The Administration for Strategic Preparedness and Response is also working on a way the website might be incorporated into the Biden administration's "test-to-treat" initiative, connecting people who test positive with COVID treatments like Pfizer's Paxlovid.

"What if you could do a test at home, and then transmit this information to your health care provider, and then actually get your treatment delivered to your house? You need to have this kind of backbone," Tromberg said.

The Food and Drug Administration could also ask test manufacturers to add the website to their box in hopes of boosting awareness of the new site, he suggested. 

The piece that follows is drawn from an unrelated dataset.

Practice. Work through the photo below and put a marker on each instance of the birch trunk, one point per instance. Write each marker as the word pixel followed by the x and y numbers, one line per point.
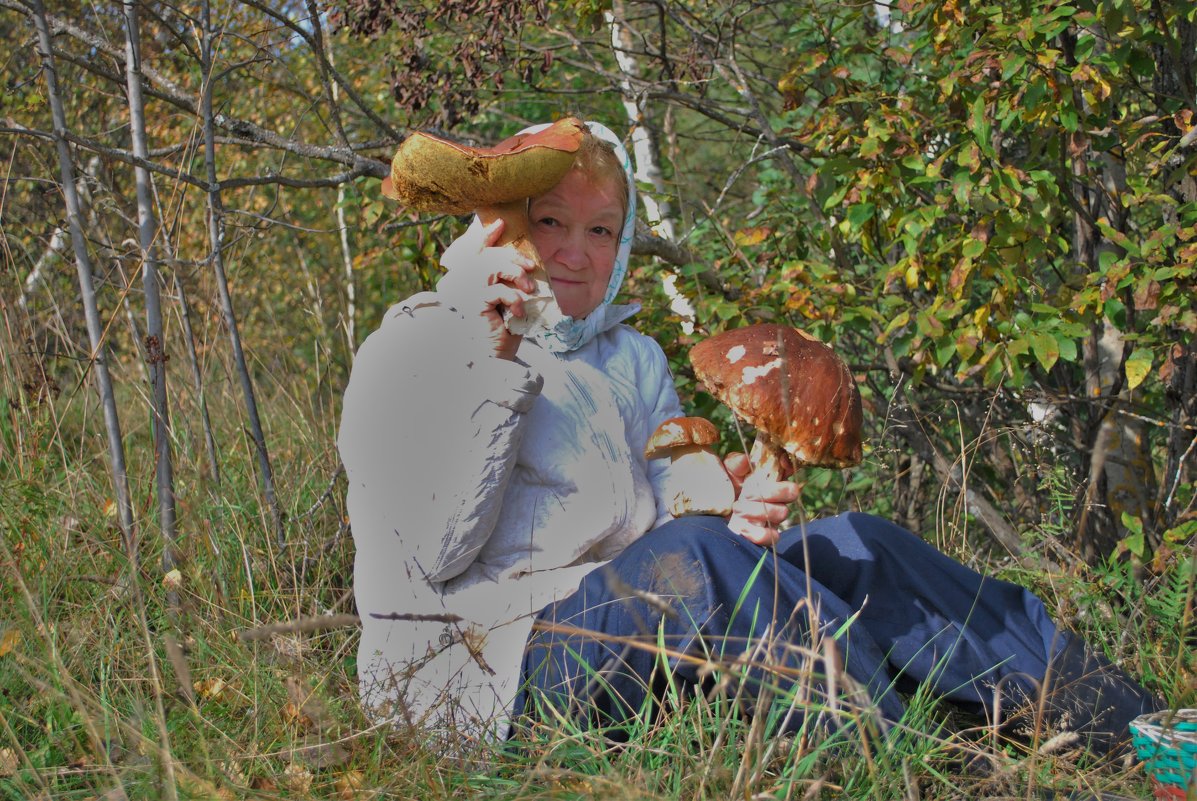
pixel 645 158
pixel 156 338
pixel 86 289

"We're hoping that states will get on board, and advertise the QR code, and that it just sort of gets out there. So people don't say, 'gosh, I don't know how to report my test,'" Tromberg said.

In addition to whether tests are positive or negative, the portal asks people to report their age and zip code. Other details can also be contributed, like race and whether you have symptoms, though answering these additional questions is optional. 

Tromberg said the Centers for Disease Control and Prevention is "very interested" in potentially releasing data collected through the site, possibly incorporating the figures into their weekly updates on the virus. 

However, the self-reported figures will be an imperfect solution for scientists frustrated with the growing hurdles to tracking this stage of the pandemic.

Not every American will be interested or know how to report their test results, Tromberg acknowledged, and some might do so inaccurately.

"It's just another data point. And I think it's one of those things that it's really easy to say, 'well we don't need that.' But the fact of the matter is, however you look at it, the laboratory tests is a very, very small understanding of the total number of people who are taking tests," Tromberg added.

The CDC did not return a request for comment for this story.

Officials have floated other alternatives in the hunt for a "ground truth" on infections from the virus. One proposal has been to model surveillance on the United Kingdom's approach, which relies on ongoing cohort studies and surveys.

"It's remarkable that the analysts in the U.K. basically don't use case counts very much, because they have this much better source of data for their models," the Centers for Disease Control and Prevention's top forecasting science official, Marc Lipsitch, said in a May interview with The New England Journal of Medicine.